$50 billion market cap oil and gas company Suncor Energy Inc. (NYSE:SU) was another of SAC’s favorite stocks. Large oil companies tend to be trading cheaply, and Suncor is no exception with a trailing P/E of 10. This is particularly confusing in Suncor’s case as the company has a strong position in the booming Alberta oil sands and actually reported an increase in earnings (though not in revenue) last quarter compared to the third quarter of 2011, rare for a large energy company. We think that we’d like to take a closer look at the company to be more confident about that earnings growth, but at this point it looks attractive at current prices.
The fund also liked Superior Energy Services, Inc. (NYSE:SPN), which provides equipment and services to oil and gas drillers (including for their offshore operations).
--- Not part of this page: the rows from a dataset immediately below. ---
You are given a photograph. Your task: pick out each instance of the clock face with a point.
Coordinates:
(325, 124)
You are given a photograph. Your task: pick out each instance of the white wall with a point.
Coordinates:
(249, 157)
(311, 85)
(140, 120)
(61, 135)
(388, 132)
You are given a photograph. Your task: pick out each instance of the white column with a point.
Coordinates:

Revenue and net income were much higher in the third quarter than a year earlier, yet the market apparently believes that there’s no future growth here as the stock is valued at 9 times earnings after having dropped 22% in the last year. The sell-side expects at least some growth to continue, and the five-year PEG ratio is only 0.4. That’s enough to merit consideration, though we’d certainly research why the market is so negative on Superior’s prospects before buying.
Cohen was willing to buy, of all things, an iron ore and coal stock during the third quarter: SAC added heavily to its position in Cliffs Natural Resources Inc (NYSE:CLF) and closed September with 2.7 million shares in its portfolio. Iron ore and metallurgical coal demand has been low, due to steel demand being low, which in turn has been brought about by macro concerns (the stock’s beta is 2.4). Revenue and earnings have plummeted, and even Wall Street analysts are forecasting lower net income in 2013. It’s still valued at 10 times consensus earnings for next year, and has upside if it can stabilize its business, but we think we’d avoid it for now.